Grand Slam singles results
- Wimbledon: QF (1877)

= Julian Marshall =

British music and print collector, tennis player and writer

Julian Marshall (24 June 1836 – 21 November 1903) was an English music and print collector, tennis player and writer.

==Life==
Marshall was born in Headingley, Yorkshire, to a flax-spinning family. His father, John Marshall, had been a Member of Parliament (MP) for Leeds. His grandfather was industrialist John Marshall, who was also an MP. Marshall attended Harrow School in London, before joining the family business. As a young man, Marshall started collecting prints, and later, music manuscripts. He was also a music writer and contributed work to the first edition of the Grove Dictionary of Music and Musicians.

Marshall codified the rules of real tennis in 1872. In 1873 he played an important early lawn match with William Hart Dyke and John Moyer Heathcote at Lullingstone Castle. By 1877 the All England Lawn Tennis and Croquet Club was proposing the first Wimbledon Championships, and a review of the rules was required.
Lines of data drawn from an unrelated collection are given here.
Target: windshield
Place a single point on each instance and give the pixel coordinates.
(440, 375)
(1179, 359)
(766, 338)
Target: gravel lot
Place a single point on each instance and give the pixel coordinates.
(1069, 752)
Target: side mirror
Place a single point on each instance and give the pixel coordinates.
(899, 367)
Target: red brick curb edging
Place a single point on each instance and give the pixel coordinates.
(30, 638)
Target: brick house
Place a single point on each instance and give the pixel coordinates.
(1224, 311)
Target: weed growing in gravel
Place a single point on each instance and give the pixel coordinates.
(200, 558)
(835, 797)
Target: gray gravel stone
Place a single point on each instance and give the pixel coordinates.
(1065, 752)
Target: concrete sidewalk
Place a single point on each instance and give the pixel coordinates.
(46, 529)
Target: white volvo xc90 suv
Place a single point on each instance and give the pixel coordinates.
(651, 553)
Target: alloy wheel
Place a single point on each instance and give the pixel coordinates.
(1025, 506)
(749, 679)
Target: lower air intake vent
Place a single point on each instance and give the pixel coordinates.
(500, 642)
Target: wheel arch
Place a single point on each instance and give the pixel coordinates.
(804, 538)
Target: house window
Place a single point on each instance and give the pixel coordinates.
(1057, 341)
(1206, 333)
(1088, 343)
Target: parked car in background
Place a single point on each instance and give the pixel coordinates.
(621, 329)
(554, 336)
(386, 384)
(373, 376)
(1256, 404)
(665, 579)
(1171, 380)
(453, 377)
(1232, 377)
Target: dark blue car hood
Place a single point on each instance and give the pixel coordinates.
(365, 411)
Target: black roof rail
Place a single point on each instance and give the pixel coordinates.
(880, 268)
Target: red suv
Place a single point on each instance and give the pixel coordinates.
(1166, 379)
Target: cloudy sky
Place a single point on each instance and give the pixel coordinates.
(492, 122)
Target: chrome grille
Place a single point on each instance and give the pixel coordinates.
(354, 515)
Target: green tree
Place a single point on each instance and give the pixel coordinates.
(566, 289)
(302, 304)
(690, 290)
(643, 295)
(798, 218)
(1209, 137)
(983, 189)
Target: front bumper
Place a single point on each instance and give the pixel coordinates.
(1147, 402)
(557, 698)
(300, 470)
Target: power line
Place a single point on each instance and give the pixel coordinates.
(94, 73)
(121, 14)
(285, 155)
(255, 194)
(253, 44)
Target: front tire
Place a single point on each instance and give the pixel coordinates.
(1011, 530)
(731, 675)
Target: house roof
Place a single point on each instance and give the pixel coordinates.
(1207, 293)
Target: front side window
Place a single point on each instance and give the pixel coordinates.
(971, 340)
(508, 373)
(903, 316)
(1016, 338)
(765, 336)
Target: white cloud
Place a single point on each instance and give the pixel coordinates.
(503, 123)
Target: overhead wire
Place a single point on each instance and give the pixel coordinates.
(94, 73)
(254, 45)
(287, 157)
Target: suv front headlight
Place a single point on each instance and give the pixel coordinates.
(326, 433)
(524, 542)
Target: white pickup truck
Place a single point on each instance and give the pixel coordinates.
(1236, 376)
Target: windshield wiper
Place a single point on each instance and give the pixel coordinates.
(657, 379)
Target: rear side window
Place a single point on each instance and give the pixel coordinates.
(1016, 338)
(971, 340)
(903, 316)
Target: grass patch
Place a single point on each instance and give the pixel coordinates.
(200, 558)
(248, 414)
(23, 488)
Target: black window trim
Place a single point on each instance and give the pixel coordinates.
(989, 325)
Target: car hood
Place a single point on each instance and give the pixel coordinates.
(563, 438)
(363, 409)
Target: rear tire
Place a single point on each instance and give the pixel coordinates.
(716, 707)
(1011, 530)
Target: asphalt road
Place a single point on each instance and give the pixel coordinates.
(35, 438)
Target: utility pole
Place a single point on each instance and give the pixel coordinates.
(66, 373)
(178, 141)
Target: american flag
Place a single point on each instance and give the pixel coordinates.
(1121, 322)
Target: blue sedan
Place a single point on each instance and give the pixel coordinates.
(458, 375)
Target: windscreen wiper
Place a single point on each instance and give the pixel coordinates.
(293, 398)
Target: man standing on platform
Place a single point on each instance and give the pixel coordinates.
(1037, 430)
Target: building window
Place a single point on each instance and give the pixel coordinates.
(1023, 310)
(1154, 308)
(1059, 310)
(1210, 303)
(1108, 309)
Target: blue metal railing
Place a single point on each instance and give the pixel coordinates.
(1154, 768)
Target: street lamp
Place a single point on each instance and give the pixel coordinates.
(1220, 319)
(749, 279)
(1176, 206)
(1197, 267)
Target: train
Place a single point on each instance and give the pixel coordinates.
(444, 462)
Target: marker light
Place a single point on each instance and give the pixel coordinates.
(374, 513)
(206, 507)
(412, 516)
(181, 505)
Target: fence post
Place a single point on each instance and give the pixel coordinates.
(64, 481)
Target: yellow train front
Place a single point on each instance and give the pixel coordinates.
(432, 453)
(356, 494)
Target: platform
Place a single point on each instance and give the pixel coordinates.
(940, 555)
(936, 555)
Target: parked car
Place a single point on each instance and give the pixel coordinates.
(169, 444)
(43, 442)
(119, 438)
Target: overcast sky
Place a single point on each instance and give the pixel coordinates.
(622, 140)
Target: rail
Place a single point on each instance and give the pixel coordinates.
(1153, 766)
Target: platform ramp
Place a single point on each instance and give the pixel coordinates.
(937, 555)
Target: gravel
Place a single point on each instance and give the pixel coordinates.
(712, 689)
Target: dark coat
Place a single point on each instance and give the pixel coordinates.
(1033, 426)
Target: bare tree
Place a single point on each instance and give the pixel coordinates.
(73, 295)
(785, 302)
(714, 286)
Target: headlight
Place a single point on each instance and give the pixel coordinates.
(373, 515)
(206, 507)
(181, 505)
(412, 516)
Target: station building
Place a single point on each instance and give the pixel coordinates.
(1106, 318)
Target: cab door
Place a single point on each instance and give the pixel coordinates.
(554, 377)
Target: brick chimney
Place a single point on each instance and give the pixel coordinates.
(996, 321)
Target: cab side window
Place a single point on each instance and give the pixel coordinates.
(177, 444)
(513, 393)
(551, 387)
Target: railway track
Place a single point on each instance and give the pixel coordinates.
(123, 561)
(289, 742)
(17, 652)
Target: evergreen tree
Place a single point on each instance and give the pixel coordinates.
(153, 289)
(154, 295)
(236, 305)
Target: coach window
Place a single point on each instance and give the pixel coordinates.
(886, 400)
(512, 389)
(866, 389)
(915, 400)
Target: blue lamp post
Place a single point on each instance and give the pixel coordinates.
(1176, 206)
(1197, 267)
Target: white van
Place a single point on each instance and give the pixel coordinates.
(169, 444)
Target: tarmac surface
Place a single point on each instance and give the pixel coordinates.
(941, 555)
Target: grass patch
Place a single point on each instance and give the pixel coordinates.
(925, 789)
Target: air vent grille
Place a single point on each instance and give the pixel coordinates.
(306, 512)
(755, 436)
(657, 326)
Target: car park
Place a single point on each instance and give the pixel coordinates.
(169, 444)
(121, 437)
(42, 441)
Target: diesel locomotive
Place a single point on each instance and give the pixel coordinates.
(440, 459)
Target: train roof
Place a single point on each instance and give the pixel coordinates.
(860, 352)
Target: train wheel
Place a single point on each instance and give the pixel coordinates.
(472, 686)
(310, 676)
Marshall, with his fellow MCC commissioner Heathcote and Henry Jones of the All England club, laid down the rules that are little changed to this day, in time for the first Wimbledon tournament on 9 July 1877.

Marshall died on 21 November 1903 at Hampstead.

==Publications==

- The Annals of Tennis (1878)
- Lawn-tennis,: With the laws adopted by the M.C.C., and A.E.C. & L.T.C., and Badminton by Julian Marshall (1879)
- Tennis cuts and quips,: In prose and verse, with rules and wrinkles (1884)
- Tennis, racquets, fives 1890 Bell (with J Spens and Ja Arnan Tate)

==Family==
Marshall married Florence Ashton Thomas on 7 October 1864. She was a musician and author of Handel (1883) and Life and letters of Mary W. Shelley (2 vols. 1889). One of their three daughters was Dorothy Marshall, who became a noted chemist.